Hoeveel mensen hebben wel niet belangen in Libië, ook voor de olie en
dergelijke. Is u dat bekend? U kent natuurlijk de minister van
Economische Zaken, dat lijkt me wel.
VERHAGEN:
Zelfs dat is nog maar de vraag.
FISCHJAGER:
Hoe bedoelt u dat?
VERHAGEN:
Of ik hem ken. U stelt het als feit. Maar ik kan u zelfs zeggen dat ik
hem niet ken, althans als je het hebt over kennen.
FISCHJAGER:
Wat belangrijk is, of die weet en of u dat dan ook weet, want er is
geen 103-artikel brief nodig om dat te weten. Wat weet u nu wat onze
economische belangen zijn in Libië?
VERHAGEN:
Als het gaat om de olie is het zo dat, met betrekking tot de
voorziening vanuit Libië, dat het eigenlijk verwaarloosbaar is. Dat
hebben we dus ook gezien als het ging om bijvoorbeeld de
energievoorziening, of dat nu olie of gas is, dat de werkelijke
effecten ten aanzien van de Nederlandse energievoorziening
verwaarloosbaar zijn.
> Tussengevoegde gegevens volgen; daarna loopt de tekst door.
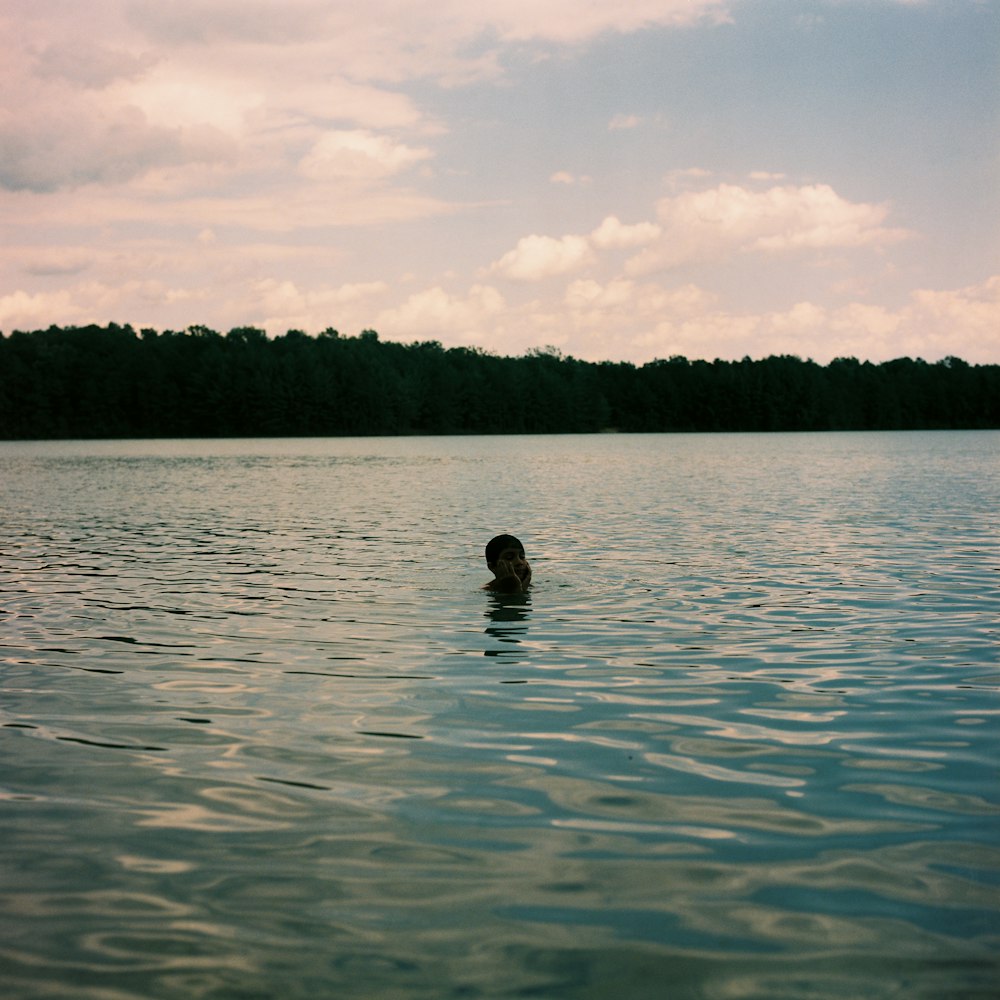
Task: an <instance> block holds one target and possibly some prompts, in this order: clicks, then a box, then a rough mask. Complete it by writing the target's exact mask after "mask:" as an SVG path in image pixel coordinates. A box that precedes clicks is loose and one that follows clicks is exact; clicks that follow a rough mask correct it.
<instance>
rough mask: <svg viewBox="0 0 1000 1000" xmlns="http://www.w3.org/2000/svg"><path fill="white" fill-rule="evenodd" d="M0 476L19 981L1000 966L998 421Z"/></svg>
mask: <svg viewBox="0 0 1000 1000" xmlns="http://www.w3.org/2000/svg"><path fill="white" fill-rule="evenodd" d="M0 513H2V518H3V527H4V533H3V537H2V539H0V621H2V631H0V642H2V654H0V655H2V658H3V659H2V663H3V666H2V691H0V755H2V772H0V786H2V787H0V874H2V878H0V994H2V995H3V996H5V997H11V998H22V997H58V998H69V1000H76V998H107V1000H132V998H143V1000H146V998H178V1000H181V998H183V1000H187V998H267V997H277V998H300V997H301V998H307V997H308V998H326V997H330V998H382V997H385V998H393V1000H410V998H426V1000H450V998H476V997H519V996H530V997H541V998H556V1000H558V998H574V1000H576V998H590V1000H597V998H615V1000H618V998H622V1000H632V998H657V1000H659V998H685V997H707V998H750V997H753V998H756V997H760V998H795V1000H799V998H827V997H831V998H832V997H837V998H856V997H865V998H881V997H887V998H888V997H891V998H896V997H905V998H907V1000H914V998H934V1000H937V998H967V997H995V996H996V995H997V983H998V982H1000V835H998V834H1000V787H998V781H997V761H998V760H1000V729H998V725H997V714H998V705H1000V698H998V688H1000V663H998V659H1000V657H998V650H1000V646H998V631H1000V592H998V584H1000V572H998V571H1000V551H998V545H997V535H996V528H997V525H998V524H1000V433H992V432H991V433H968V434H964V433H938V434H853V435H847V434H845V435H836V434H834V435H818V436H814V435H775V436H752V435H732V436H730V435H710V436H683V435H682V436H658V435H657V436H599V437H559V438H555V437H541V438H471V439H470V438H466V439H456V438H445V439H426V438H425V439H384V440H286V441H221V442H219V441H210V442H191V441H168V442H88V443H66V442H62V443H38V444H35V443H13V444H11V443H8V444H0ZM502 530H508V531H513V532H515V533H516V534H518V535H519V536H520V537H521V538H522V540H523V541H524V542H525V544H526V547H527V550H528V556H529V558H530V559H531V560H532V563H533V566H534V576H535V587H534V589H533V592H532V593H531V595H530V596H529V597H526V598H506V599H501V598H494V597H490V596H489V595H488V594H486V593H484V592H483V591H481V590H479V589H478V588H479V586H480V585H481V584H482V583H483V582H484V581H485V580H486V579H487V576H488V573H487V572H486V569H485V565H484V563H483V558H482V548H483V545H484V544H485V542H486V541H487V539H488V538H489V537H490V536H491V535H492V534H494V533H495V532H498V531H502Z"/></svg>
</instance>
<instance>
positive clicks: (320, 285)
mask: <svg viewBox="0 0 1000 1000" xmlns="http://www.w3.org/2000/svg"><path fill="white" fill-rule="evenodd" d="M387 290H388V286H387V285H386V284H385V282H382V281H371V282H356V283H348V284H344V285H339V286H336V287H331V286H327V285H320V286H318V287H313V288H303V287H301V286H300V284H298V283H296V282H294V281H290V280H283V281H279V280H277V279H274V278H265V279H262V280H260V281H257V282H255V283H254V284H253V286H252V287H251V289H250V290H249V292H248V294H247V295H246V297H245V298H243V299H242V300H241V302H239V303H233V305H232V308H233V309H242V310H243V311H244V315H245V316H246V319H245V320H242V321H233V322H232V323H227V324H226V325H227V326H230V325H232V326H236V325H241V323H248V324H250V325H254V326H262V327H263V328H264V329H265V330H267V331H268V332H269V333H271V334H281V333H284V332H285V331H286V330H306V331H309V332H313V333H315V332H318V331H320V330H325V329H327V328H328V327H331V326H332V327H336V328H338V329H340V328H344V329H345V331H349V332H354V333H356V332H358V331H359V330H361V329H363V328H365V327H368V326H370V323H369V322H368V317H369V316H370V315H371V314H372V312H373V311H374V308H376V307H377V303H376V302H375V300H377V299H379V298H380V297H382V296H384V294H385V293H386V291H387ZM233 315H236V313H234V314H233Z"/></svg>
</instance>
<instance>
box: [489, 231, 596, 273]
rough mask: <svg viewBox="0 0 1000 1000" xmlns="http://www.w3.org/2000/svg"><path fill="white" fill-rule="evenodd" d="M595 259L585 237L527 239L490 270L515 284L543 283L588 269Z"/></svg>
mask: <svg viewBox="0 0 1000 1000" xmlns="http://www.w3.org/2000/svg"><path fill="white" fill-rule="evenodd" d="M592 259H593V255H592V252H591V249H590V243H589V242H588V240H587V238H586V237H585V236H563V237H561V238H560V239H556V238H555V237H552V236H537V235H534V234H533V235H531V236H524V237H522V238H521V239H520V240H518V242H517V246H516V247H514V249H513V250H510V251H509V252H507V253H505V254H504V255H503V256H502V257H501V258H500V259H499V260H498V261H497V262H496V263H495V264H493V265H492V267H491V268H490V271H491V272H494V273H496V274H500V275H502V276H503V277H505V278H509V279H510V280H511V281H541V280H543V279H544V278H551V277H554V276H555V275H559V274H566V273H568V272H569V271H575V270H578V269H579V268H581V267H583V266H585V265H586V264H588V263H589V262H590V261H591V260H592Z"/></svg>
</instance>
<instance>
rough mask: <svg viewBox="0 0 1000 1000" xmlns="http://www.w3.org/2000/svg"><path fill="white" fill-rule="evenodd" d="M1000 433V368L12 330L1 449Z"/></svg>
mask: <svg viewBox="0 0 1000 1000" xmlns="http://www.w3.org/2000/svg"><path fill="white" fill-rule="evenodd" d="M995 427H1000V366H998V365H969V364H967V363H966V362H964V361H962V360H961V359H959V358H954V357H949V358H945V359H944V360H943V361H939V362H937V363H935V364H929V363H928V362H926V361H923V360H922V359H920V358H917V359H911V358H897V359H895V360H893V361H888V362H885V363H883V364H872V363H871V362H867V361H865V362H861V361H858V360H857V359H855V358H837V359H835V360H834V361H832V362H830V364H828V365H826V366H821V365H818V364H816V363H815V362H813V361H809V360H806V361H803V360H802V359H800V358H797V357H794V356H789V355H781V356H772V357H768V358H764V359H761V360H759V361H754V360H751V359H750V358H743V359H742V360H740V361H721V360H715V361H704V360H697V361H689V360H688V359H687V358H684V357H679V356H675V357H671V358H667V359H664V360H657V361H652V362H650V363H648V364H645V365H642V366H639V367H637V366H635V365H632V364H629V363H625V362H600V363H592V362H586V361H580V360H579V359H577V358H573V357H567V356H564V355H562V354H561V353H560V352H559V351H558V350H556V349H554V348H544V349H540V350H532V351H529V352H528V353H527V354H525V355H523V356H521V357H502V356H498V355H495V354H491V353H488V352H486V351H482V350H478V349H474V348H467V347H456V348H445V347H443V346H442V345H441V344H440V343H439V342H437V341H426V342H423V343H416V344H406V345H404V344H398V343H391V342H384V341H381V340H379V337H378V334H377V333H376V332H375V331H374V330H365V331H364V332H362V333H361V334H360V335H359V336H357V337H342V336H341V335H340V334H339V333H338V331H337V330H336V329H334V328H332V327H331V328H328V329H327V330H324V331H323V332H322V333H321V334H319V335H318V336H316V337H313V336H309V335H308V334H306V333H303V332H302V331H301V330H289V331H288V332H287V333H286V334H285V335H284V336H281V337H275V338H269V337H267V336H266V334H265V333H264V331H263V330H259V329H256V328H254V327H237V328H236V329H233V330H230V331H229V332H228V333H226V334H225V335H223V334H220V333H218V332H216V331H214V330H210V329H208V328H207V327H204V326H192V327H189V328H188V329H187V330H185V331H172V330H167V331H164V332H162V333H160V332H157V331H156V330H151V329H143V330H141V331H140V332H138V333H137V332H136V331H135V330H134V329H133V328H132V327H131V326H128V325H126V326H119V325H117V324H110V325H108V326H96V325H91V326H84V327H65V328H60V327H55V326H52V327H49V328H48V329H47V330H36V331H33V332H21V331H15V332H13V333H11V334H10V335H9V336H2V335H0V438H4V439H8V440H9V439H17V438H24V439H27V438H112V437H217V436H313V435H370V434H388V435H395V434H525V433H527V434H531V433H567V432H574V433H590V432H596V431H602V430H620V431H798V430H804V431H824V430H901V429H938V428H939V429H949V428H995Z"/></svg>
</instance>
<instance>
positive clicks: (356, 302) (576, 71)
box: [0, 0, 1000, 364]
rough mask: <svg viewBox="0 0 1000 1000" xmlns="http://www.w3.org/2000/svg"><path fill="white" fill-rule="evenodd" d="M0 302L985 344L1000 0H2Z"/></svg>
mask: <svg viewBox="0 0 1000 1000" xmlns="http://www.w3.org/2000/svg"><path fill="white" fill-rule="evenodd" d="M0 37H2V38H3V39H4V45H3V50H4V58H3V60H2V62H0V95H2V96H0V100H2V105H0V330H2V331H3V332H4V333H5V334H10V333H11V332H12V331H14V330H18V329H20V330H33V329H41V328H45V327H48V326H49V325H51V324H56V325H60V326H67V325H81V324H88V323H101V324H103V323H108V322H117V323H121V324H126V323H129V324H131V325H133V326H134V327H135V328H136V329H140V328H142V327H152V328H154V329H156V330H164V329H173V330H183V329H186V328H187V327H189V326H191V325H203V326H208V327H211V328H212V329H216V330H219V331H220V332H225V331H227V330H229V329H231V328H233V327H238V326H255V327H259V328H263V329H265V330H266V331H267V332H268V334H269V335H271V336H278V335H281V334H283V333H285V332H286V331H287V330H289V329H298V330H304V331H305V332H307V333H310V334H316V333H319V332H320V331H322V330H325V329H328V328H334V329H336V330H338V331H340V333H341V334H343V335H349V336H353V335H356V334H358V333H359V332H361V331H362V330H364V329H374V330H376V331H377V332H378V334H379V336H380V338H381V339H383V340H393V341H401V342H404V343H409V342H413V341H428V340H433V341H438V342H440V343H442V344H443V345H444V346H446V347H452V346H467V347H475V348H480V349H483V350H486V351H490V352H493V353H497V354H504V355H517V354H523V353H524V352H526V351H530V350H534V349H543V350H547V349H556V350H558V351H560V352H562V353H563V354H567V355H571V356H573V357H577V358H582V359H586V360H591V361H601V360H609V361H630V362H633V363H636V364H642V363H645V362H647V361H650V360H653V359H656V358H668V357H671V356H674V355H684V356H686V357H688V358H690V359H697V358H705V359H708V360H712V359H715V358H722V359H739V358H743V357H747V356H749V357H751V358H763V357H767V356H769V355H772V354H794V355H797V356H799V357H802V358H812V359H813V360H815V361H817V362H819V363H821V364H826V363H827V362H829V361H830V360H831V359H833V358H835V357H856V358H859V359H862V360H870V361H874V362H879V361H885V360H889V359H892V358H896V357H904V356H909V357H914V358H915V357H921V358H924V359H925V360H927V361H931V362H933V361H937V360H940V359H941V358H944V357H948V356H956V357H959V358H963V359H964V360H966V361H968V362H970V363H1000V0H489V2H488V3H487V2H480V0H365V3H363V4H361V3H356V2H353V0H352V2H350V3H348V2H342V0H171V2H169V3H164V2H163V0H88V2H86V3H81V2H80V0H2V3H0Z"/></svg>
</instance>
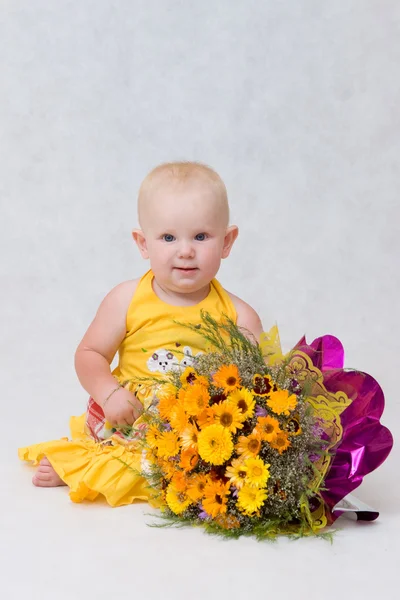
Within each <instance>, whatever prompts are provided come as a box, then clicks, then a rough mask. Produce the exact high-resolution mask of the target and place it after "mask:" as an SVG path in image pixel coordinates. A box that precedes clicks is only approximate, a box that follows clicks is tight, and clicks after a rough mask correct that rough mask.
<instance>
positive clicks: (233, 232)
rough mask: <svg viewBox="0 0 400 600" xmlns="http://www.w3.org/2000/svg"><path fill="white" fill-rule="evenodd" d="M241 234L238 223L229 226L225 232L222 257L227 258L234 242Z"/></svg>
mask: <svg viewBox="0 0 400 600" xmlns="http://www.w3.org/2000/svg"><path fill="white" fill-rule="evenodd" d="M238 235H239V228H238V227H237V225H231V226H230V227H228V229H227V230H226V233H225V239H224V245H223V248H222V258H227V257H228V256H229V254H230V251H231V249H232V246H233V243H234V241H235V240H236V238H237V236H238Z"/></svg>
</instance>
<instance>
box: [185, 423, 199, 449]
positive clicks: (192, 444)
mask: <svg viewBox="0 0 400 600" xmlns="http://www.w3.org/2000/svg"><path fill="white" fill-rule="evenodd" d="M198 437H199V430H198V429H197V427H196V426H195V425H192V424H191V423H189V425H188V426H187V427H186V429H184V430H183V431H182V433H181V442H182V448H184V449H185V450H187V449H188V448H195V449H196V448H197V444H198Z"/></svg>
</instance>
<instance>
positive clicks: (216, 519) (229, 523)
mask: <svg viewBox="0 0 400 600" xmlns="http://www.w3.org/2000/svg"><path fill="white" fill-rule="evenodd" d="M214 521H215V523H217V525H219V526H220V527H222V529H238V528H239V527H240V521H239V519H238V518H237V517H235V516H234V515H226V514H225V515H223V514H219V515H217V516H216V517H215V519H214Z"/></svg>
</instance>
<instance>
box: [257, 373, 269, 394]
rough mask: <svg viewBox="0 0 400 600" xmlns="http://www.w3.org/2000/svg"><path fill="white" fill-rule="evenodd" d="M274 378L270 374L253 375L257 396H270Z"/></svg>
mask: <svg viewBox="0 0 400 600" xmlns="http://www.w3.org/2000/svg"><path fill="white" fill-rule="evenodd" d="M273 385H274V384H273V383H272V379H271V377H270V376H269V375H259V374H258V373H257V374H256V375H254V377H253V392H254V393H255V394H256V395H257V396H268V394H269V393H270V391H271V390H272V389H273Z"/></svg>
Er zijn dus een aantal landen, ook in de Europese
Unie - dan hebben we het met name over Italië en Spanje - die veel
afhankelijker zijn van met name gas. We hebben daar ook eerder over
gesproken als ministers verantwoordelijk voor het energiebeleid. Ook
daar zie je dat de energievoorziening in geheel Europa niet in gevaar
komt door het wegvallen van de aanvoer vanuit Libië.